Facebook turns 15: 5 moves it's made in healthcare

It's been 15 years since Facebook launched on Feb. 4, 2004.

Facebook has since amassed 2.3 billion monthly active users, and serves as the parent company of two other popular social media companies: Instagram and WhatsApp. But it's more than a social network: Facebook is one of what many today refer to as the 21st century's "big five" tech companies, going head-to-head with traditional technology vendors like Alphabet, Amazon, Apple and Microsoft.

Mark Zuckerberg, the company's founder, chairman and CEO, has made healthcare one of his personal initiatives. Mr. Zuckerberg launched the Chan Zuckerberg Initiative with his wife, pediatrician Priscilla Chan, MD, in 2015 with the mission to cure, prevent or manage all diseases by the end of the century. In late 2018, Mr. Zuckerberg announced plans to sell $13 billion in Facebook stock to fund the initiative.

In the past 15 years, Facebook as a company has made its own moves into the healthcare space — though not all have been successful.

Five aspects of healthcare Facebook has tried to tackle:

1. Radiology. Facebook's artificial intelligence research division is working with the radiology department at New York University School of Medicine in New York City on fastMRI, a collaborative research project applying AI to MRI scans. The fastMRI project aims to change the way an MRI machine creates an image by using AI to generate high-quality images from limited data. In late 2018, NYU School of Medicine published what it called the largest public release of raw MRI data to date as part of the project.

2. Suicide prevention. In 2017, Facebook unveiled plans to roll out an AI suicide-prevention program. Since then, the social network has faced criticism from public health experts, who question the tech company's use of "black box medicine." Facebook's AI uses pattern recognition to scan nearly every post on its platform for those containing suicidal thoughts and — in cases where the algorithm flags a user as high-risk for suicide — it connects them with mental-health resources and may contact law enforcement.

3. Addiction treatment. In August 2018, Facebook said it would crack down on advertisements marketing addiction treatment services that the company deemed "predatory." It's a notable move, since ads account for 98.5 percent of Facebook's revenue, according to its 2018 earning results. In a statement announcing the decision, Facebook expressed concern that some addiction treatment centers "keep people in a cycle of addiction with unproven treatment methods."

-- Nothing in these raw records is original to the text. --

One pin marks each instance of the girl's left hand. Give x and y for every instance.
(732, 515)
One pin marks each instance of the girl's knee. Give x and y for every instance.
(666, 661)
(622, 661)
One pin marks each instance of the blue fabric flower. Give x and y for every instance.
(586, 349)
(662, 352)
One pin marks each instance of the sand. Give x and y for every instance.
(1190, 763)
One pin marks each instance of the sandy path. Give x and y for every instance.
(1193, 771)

4. Opioid misuse. During 2018, Facebook released multiple policies aimed at curbing the way its users might use its services to obtain or promote opioids. In April, Facebook opted to shut down or control the use of hashtags related to opioids — such as #fentanyl, #oxycontin and #opioids — on Instagram. Two months later, Facebook said users flagged as seeking to purchase opioids on its platform would be redirected to information about a federal crisis help line, as part of an effort to cut down on illicit drug sales.

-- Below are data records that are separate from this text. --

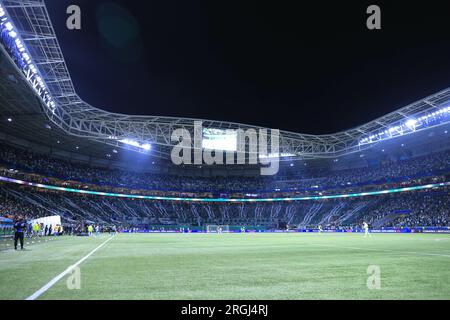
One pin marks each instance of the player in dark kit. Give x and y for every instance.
(20, 226)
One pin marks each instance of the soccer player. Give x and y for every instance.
(19, 228)
(366, 229)
(90, 229)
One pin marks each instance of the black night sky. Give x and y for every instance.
(303, 67)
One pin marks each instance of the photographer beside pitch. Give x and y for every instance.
(20, 225)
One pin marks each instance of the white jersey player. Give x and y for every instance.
(366, 229)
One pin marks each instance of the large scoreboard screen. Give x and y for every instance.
(219, 139)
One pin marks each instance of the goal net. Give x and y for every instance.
(215, 228)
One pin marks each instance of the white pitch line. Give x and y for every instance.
(52, 282)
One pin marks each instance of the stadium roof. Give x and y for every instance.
(39, 92)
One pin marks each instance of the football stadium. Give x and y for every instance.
(103, 211)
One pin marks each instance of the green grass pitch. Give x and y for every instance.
(233, 266)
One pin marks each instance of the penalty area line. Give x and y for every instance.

5. Hospital data. In a move that prompted significant backlash, CNBC in April 2018 reported that Facebook had asked several large U.S. hospitals to share anonymized patient data for a research project. At the time, Facebook said it was contemplating a project to match patient data with Facebook's data on users' social and economic demographics, which might help hospitals determine which patients require extra care. However, the company "paused" the exploratory effort amid the Cambridge Analytica scandal.